« (...) Goste-se ou não do critério fonético em que assenta este Acordo Ortográfico, a regra não posia ser mais clara: pronunciam-se essas consoantes, escrevem-se; não se pronunciam, não se escrevem. De resto, basta consultar-se qualquer dos nossos dois dicionários com a transcrição fonética, o da Academia das Ciências de Lisboa e o da Porto Editora, editatos antes da entrada em vigor da nova reforma ortográfica. (...)»
No seu último artigo aqui no Diário de Notícias (“O reino da insensatez”, 29/06), Vasco Graça Moura (VGM) descreveu, entre outros «custos terríveis» da aplicação do Acordo Ortográfico, entre nós: «Os editores (e não apenas os dos livros escolares) veriam os seus stocks inutilizados», indo por isso «para o lixo milhões e milhões de páginas que servem perfeitamente para o ensino!». A verdade é que:
1) Só em 2015, terminado o período de transição estipulado para a plena aplicação do Acordo Ortográfico em Portugal, é que há a obrigatoriedade de os livros escolares obedecerem à nova grafia do português escrito. Ou seja, só depois de os referidos stocks se irem esgotando pela lógica de sempre deste mercado livreiro.

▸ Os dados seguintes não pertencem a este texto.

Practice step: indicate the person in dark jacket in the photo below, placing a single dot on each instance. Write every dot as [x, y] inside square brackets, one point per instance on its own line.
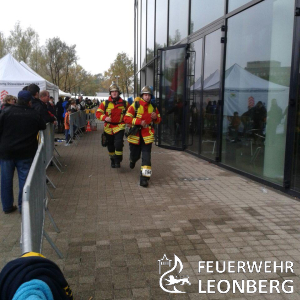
[19, 126]
[33, 266]
[8, 100]
[65, 105]
[59, 114]
[41, 106]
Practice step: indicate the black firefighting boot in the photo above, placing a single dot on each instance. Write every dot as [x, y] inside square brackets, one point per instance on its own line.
[113, 165]
[144, 181]
[118, 159]
[132, 165]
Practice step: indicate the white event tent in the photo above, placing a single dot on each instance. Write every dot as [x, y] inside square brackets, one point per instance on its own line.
[14, 76]
[64, 94]
[52, 88]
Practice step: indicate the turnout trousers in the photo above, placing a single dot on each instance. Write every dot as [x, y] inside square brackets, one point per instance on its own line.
[115, 145]
[142, 149]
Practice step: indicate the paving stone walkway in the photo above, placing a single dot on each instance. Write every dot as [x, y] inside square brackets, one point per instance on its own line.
[113, 232]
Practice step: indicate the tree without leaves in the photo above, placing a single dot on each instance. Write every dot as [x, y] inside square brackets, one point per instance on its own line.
[3, 46]
[123, 67]
[20, 43]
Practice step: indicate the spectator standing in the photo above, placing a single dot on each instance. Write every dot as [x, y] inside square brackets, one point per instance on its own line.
[19, 126]
[51, 107]
[39, 102]
[65, 105]
[67, 126]
[8, 101]
[80, 104]
[59, 115]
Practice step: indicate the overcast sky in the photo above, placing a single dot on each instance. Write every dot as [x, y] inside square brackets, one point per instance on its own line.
[100, 28]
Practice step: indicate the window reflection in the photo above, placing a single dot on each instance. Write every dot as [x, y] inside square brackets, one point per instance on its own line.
[233, 4]
[139, 36]
[211, 90]
[257, 88]
[173, 90]
[204, 12]
[150, 29]
[296, 169]
[143, 36]
[195, 84]
[178, 26]
[161, 24]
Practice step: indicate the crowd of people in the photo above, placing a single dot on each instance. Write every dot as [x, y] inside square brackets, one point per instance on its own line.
[22, 117]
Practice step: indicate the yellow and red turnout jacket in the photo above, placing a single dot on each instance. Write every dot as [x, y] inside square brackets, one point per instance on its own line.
[135, 118]
[116, 111]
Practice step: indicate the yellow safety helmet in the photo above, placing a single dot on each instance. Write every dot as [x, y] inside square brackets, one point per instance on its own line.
[146, 90]
[114, 87]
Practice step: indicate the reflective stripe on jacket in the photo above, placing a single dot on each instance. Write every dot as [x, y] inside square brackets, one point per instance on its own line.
[116, 112]
[144, 112]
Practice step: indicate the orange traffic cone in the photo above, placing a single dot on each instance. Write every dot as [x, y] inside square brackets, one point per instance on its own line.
[88, 127]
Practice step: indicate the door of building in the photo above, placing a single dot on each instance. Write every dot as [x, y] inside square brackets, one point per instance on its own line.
[172, 76]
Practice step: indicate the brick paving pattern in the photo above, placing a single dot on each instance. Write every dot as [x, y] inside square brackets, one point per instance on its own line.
[113, 232]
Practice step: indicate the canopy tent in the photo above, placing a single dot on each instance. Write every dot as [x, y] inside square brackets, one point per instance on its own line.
[14, 77]
[240, 85]
[52, 88]
[64, 94]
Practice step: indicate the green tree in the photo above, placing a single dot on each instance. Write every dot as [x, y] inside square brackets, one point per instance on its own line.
[20, 43]
[58, 59]
[3, 46]
[122, 68]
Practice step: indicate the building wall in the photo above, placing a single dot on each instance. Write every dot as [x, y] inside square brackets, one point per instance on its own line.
[238, 89]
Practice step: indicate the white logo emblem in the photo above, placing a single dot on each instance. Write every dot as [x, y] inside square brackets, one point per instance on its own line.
[172, 280]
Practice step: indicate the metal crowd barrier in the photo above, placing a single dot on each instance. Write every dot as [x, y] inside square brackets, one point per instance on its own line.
[34, 203]
[34, 199]
[77, 122]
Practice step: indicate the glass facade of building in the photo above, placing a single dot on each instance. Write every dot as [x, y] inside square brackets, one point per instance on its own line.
[222, 78]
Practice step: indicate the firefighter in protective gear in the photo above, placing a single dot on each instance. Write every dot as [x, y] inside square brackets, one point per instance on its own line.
[112, 112]
[142, 115]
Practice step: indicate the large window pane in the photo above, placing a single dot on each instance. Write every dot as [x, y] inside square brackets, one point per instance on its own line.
[150, 29]
[233, 4]
[161, 24]
[256, 95]
[296, 169]
[173, 97]
[178, 26]
[139, 36]
[143, 37]
[195, 84]
[211, 90]
[204, 12]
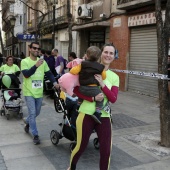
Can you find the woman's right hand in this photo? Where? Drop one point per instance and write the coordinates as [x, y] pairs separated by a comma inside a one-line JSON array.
[[99, 97]]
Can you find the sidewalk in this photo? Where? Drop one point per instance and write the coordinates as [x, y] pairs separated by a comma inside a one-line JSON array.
[[135, 136]]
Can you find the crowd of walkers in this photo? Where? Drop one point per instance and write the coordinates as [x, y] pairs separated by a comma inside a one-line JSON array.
[[98, 87]]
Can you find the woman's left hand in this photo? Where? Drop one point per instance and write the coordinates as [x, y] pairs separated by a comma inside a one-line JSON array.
[[98, 77]]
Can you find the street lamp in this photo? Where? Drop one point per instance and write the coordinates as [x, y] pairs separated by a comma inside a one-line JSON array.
[[12, 23], [54, 2]]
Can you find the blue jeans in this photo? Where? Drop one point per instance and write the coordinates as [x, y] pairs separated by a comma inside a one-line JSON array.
[[34, 107]]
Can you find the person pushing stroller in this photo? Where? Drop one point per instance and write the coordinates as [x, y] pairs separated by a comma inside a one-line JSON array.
[[89, 86]]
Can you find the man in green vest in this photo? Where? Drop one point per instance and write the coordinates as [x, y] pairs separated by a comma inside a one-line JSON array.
[[33, 69]]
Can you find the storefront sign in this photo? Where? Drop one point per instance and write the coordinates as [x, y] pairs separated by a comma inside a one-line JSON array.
[[117, 22], [143, 19], [26, 37]]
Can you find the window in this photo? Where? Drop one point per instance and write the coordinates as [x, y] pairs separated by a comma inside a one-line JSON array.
[[20, 19]]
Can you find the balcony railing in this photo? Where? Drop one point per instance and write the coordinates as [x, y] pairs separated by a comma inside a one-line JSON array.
[[11, 40], [32, 25], [60, 18], [130, 4]]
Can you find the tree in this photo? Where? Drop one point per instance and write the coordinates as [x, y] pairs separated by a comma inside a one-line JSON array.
[[163, 34]]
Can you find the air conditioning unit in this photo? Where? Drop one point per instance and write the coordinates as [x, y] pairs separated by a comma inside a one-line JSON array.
[[85, 11]]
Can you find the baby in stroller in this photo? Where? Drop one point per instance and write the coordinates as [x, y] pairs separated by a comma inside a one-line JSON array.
[[64, 104]]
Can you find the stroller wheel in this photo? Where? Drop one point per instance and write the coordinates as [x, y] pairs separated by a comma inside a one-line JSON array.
[[20, 115], [54, 137], [96, 143], [72, 146], [2, 112], [7, 116]]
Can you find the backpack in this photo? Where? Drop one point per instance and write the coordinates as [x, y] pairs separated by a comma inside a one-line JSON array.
[[65, 63]]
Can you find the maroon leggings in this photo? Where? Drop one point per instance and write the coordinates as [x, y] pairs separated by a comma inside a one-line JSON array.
[[85, 125]]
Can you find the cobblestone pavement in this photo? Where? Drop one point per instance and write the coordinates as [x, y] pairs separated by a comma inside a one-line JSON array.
[[132, 114], [2, 163]]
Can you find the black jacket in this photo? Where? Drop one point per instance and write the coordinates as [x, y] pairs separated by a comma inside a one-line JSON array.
[[88, 70]]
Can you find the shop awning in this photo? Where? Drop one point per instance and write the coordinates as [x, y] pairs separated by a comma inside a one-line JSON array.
[[94, 24]]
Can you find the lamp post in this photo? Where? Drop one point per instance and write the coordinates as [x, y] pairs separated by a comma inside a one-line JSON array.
[[53, 31], [12, 23]]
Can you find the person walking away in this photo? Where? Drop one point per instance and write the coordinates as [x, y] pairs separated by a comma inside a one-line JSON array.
[[85, 124], [59, 62], [50, 61], [88, 84], [33, 70], [12, 70], [72, 56]]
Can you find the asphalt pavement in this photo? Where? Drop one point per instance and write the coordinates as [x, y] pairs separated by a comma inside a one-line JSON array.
[[136, 127]]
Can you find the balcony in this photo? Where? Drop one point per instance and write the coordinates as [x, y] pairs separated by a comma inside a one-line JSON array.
[[32, 25], [60, 17], [11, 40], [132, 4]]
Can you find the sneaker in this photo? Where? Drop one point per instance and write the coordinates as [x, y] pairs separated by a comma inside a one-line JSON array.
[[96, 117], [36, 140], [26, 128]]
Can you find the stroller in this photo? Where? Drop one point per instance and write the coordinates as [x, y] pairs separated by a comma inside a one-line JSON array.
[[11, 98], [68, 125]]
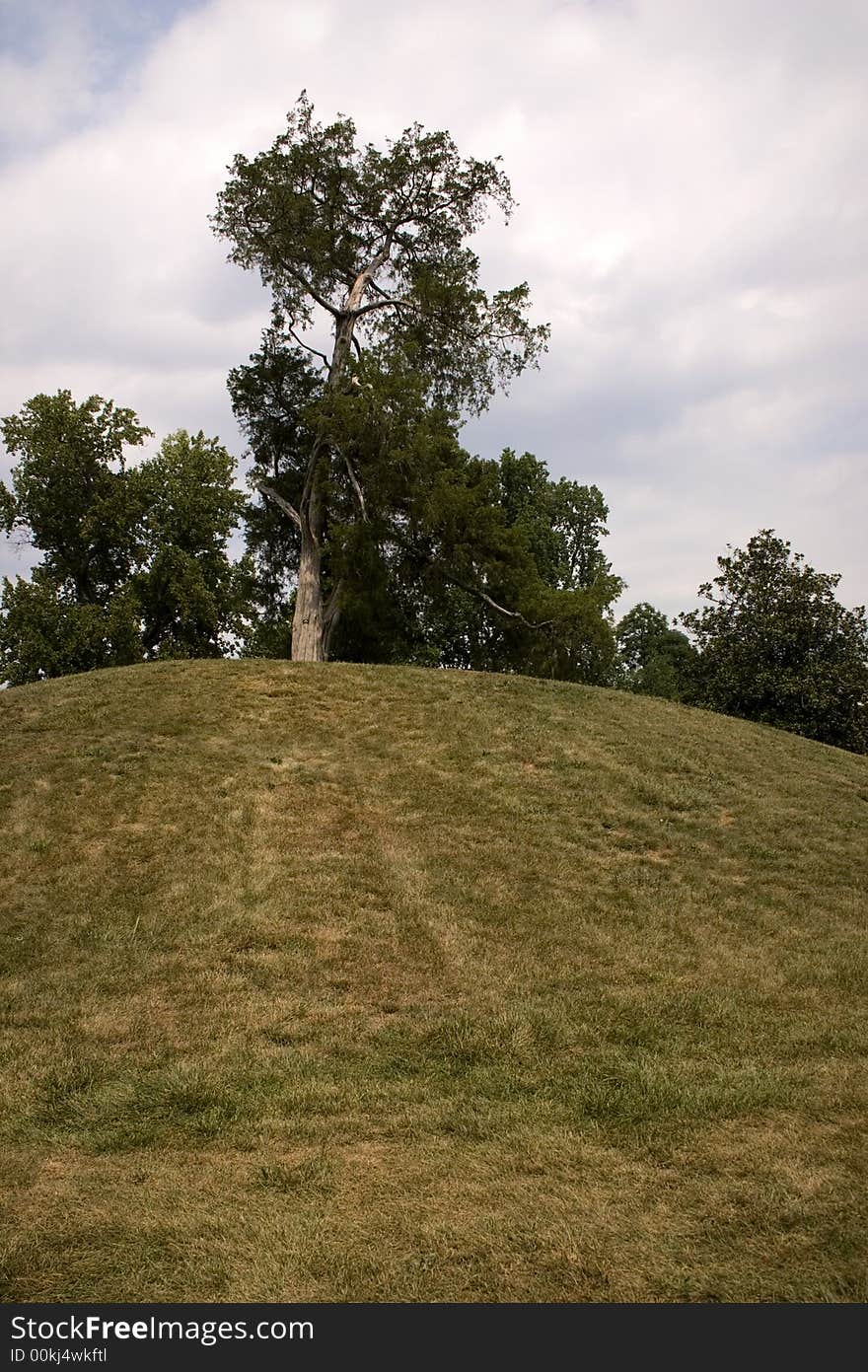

2) Os custos suplementares das novas reedições, já segundo as novas regras ortográficas, são, pois, irrelevantes. Para isso, há essa ferramenta fundamental, em tão boa hora promovida pelo Estado português e concretizada pelo ILTEC: o conversor automático Lince, disponível graciosamente no Portal da Língua Portuguesa. É só lá ir, descarregá-lo para os nossos computadores, pessoais ou de toda e qualquer entidade ou instituição, privada ou oficial, e proceder-se à conversão de qualquer texto, livro(s) ou documento(s), escrito na grafia de 1945.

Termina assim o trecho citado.